Autant de sujets qui méritent tous d'être développés, et ce sera l'occasion d'autres articles par ici !

 Aujourd'hui j'avais envie de mettre en lumière une étape stylistique fondamentale dans la construction d'une collection, d'autant plus quand elle se revendique responsable : l'élaboration de la gamme de couleurs. Mais qu'en est-il quand elle est déterminée par le choix de tissus existants ? 

Je suis tombée récemment sur cette citation de Marine Serre publiée sur le compte @consciousfashion



C'est une approche très pragmatique que celle de Marine Serre. 

Quand on décide d'utiliser ce que l'on appelle des stocks dormants, les fins de rouleaux déjà existants, ou d'upcycler des vêtements déjà finis, ce qui est à la base d'une logique d'économie circulaire, le processus créatif se met en route de façon très instinctive. 

Au lieu d'être dans l'inspiration pure et dure, ou dans le déterminisme, c'est l'oeil qui guette le moindre élément déclencheur et, petit à petit, les tissages, motifs, imprimés créent des connexions très subjectives entre-elles. Comme l'oeil d'un chineur qui se laisse séduire par quelques pépites au milieu d'un tout, qui en saisit le potentiel, sachant que la cohérence de son goût fera en sorte que chacun de ses choix créera une harmonie globale. 

De la même manière, un créateur utilise ces éléments existants comme une matière première brute qu'il interprète à sa façon. Là encore, il y a plusieurs approches : 

1/ Travailler avec les stocks dormants des fournisseurs, ou des fabricants, et créer une gamme de couleurs & de textures avec ce que l'on trouve chez les uns et les autres. Aujourd'hui il est assez facile d'avoir accès à ces stocks grâce des plateformes telles que @nona_source ou encore @uptrade.fr

2/ Constituer un stock de matières premières intéressantes, à réutiliser autour d'un projet, comme par exemple Colombe Campana, la fondatrice de @callitbyyourname qui chine des bandanas pour ensuite les rebroder à la main et créer des sacs, des pochettes ou encore des vestes matelassées.
bandanas rebrodés @callitbyyourname
Colombe Campana et son sac fait de bandanas brodés main @callitbyyourname

Et aussi @marineserre_official qui assemble foulards ou t-shirts pour recréer des pièces uniques.

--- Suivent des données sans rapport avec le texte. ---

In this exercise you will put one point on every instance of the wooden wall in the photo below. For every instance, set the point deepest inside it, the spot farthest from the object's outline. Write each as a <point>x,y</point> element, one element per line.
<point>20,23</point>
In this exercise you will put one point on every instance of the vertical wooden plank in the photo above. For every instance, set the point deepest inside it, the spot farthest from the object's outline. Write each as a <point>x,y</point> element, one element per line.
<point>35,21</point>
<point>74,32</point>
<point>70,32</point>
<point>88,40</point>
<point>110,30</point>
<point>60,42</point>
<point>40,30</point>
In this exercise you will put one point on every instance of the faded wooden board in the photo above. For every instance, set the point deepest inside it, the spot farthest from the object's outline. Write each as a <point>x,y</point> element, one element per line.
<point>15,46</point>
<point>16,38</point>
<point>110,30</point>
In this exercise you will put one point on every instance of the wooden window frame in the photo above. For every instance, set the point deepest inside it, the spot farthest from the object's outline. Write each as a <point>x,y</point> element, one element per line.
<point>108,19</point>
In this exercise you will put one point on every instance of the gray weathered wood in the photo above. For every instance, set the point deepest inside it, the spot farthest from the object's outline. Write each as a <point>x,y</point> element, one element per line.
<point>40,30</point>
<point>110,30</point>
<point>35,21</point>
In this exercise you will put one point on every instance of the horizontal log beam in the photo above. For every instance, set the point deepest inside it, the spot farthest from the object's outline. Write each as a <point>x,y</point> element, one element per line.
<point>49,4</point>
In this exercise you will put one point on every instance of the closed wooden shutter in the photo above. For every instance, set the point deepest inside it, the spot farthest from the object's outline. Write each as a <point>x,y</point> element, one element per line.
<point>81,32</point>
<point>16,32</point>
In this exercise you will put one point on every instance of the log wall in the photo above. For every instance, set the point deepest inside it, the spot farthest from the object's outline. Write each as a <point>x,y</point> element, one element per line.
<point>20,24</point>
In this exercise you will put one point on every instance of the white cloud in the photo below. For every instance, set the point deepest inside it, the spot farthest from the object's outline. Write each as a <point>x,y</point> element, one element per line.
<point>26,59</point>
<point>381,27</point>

3/ Utiliser des vêtements existants, travailler avec leur patine, en extraire la partie la plus intéressante comme base d'une future re-création. C'est l'exercice auquel s'étaient prêtés les élèves de la CASA93 lors d'une collaboration avec la Redoute afin d'utiliser leurs stocks d'invendus. C'est également une des approches de la créatrice Anais Dautais Warmel @lesrecuperables qui agence sa collection au gré de ses trouvailles, toujours dans le souci de circularité.

Enfin, au de-là d'être une pratique vertueuse, construire une gamme de couleurs à partir d'éléments existants peut aussi être un exercice ludique qui permet d'associer des textures autour d'un thème chromatique pré-défini.
Le travail sensible et poétique d' @heloise.guerin illustre bien ce propos. En partant d'une image de film, elle recrée une ambiance en associant des bouts de tissus qu'elle récupère ici et là. Son pouvoir de suggestion, avec "juste" quelques morceaux de matières, est bluffant et surtout très réussi.
The Grand Budapest Hotel @heloise.guerin
Moonrise Kingdom @heloise.guerin
Virgin Suicides @heloise.guerin

Ce carrousel d'exemples est loin d'être exhaustif. Il montre combien la circularité peut générer un foisonnant bouillon de créativité, dès lors que l'on s'éloigne des schémas habituels et des logiques traditionnelles de production. Le simple exercice de la gamme de couleur démontre qu'au delà des contraintes il y a encore beaucoup de place pour la créativité.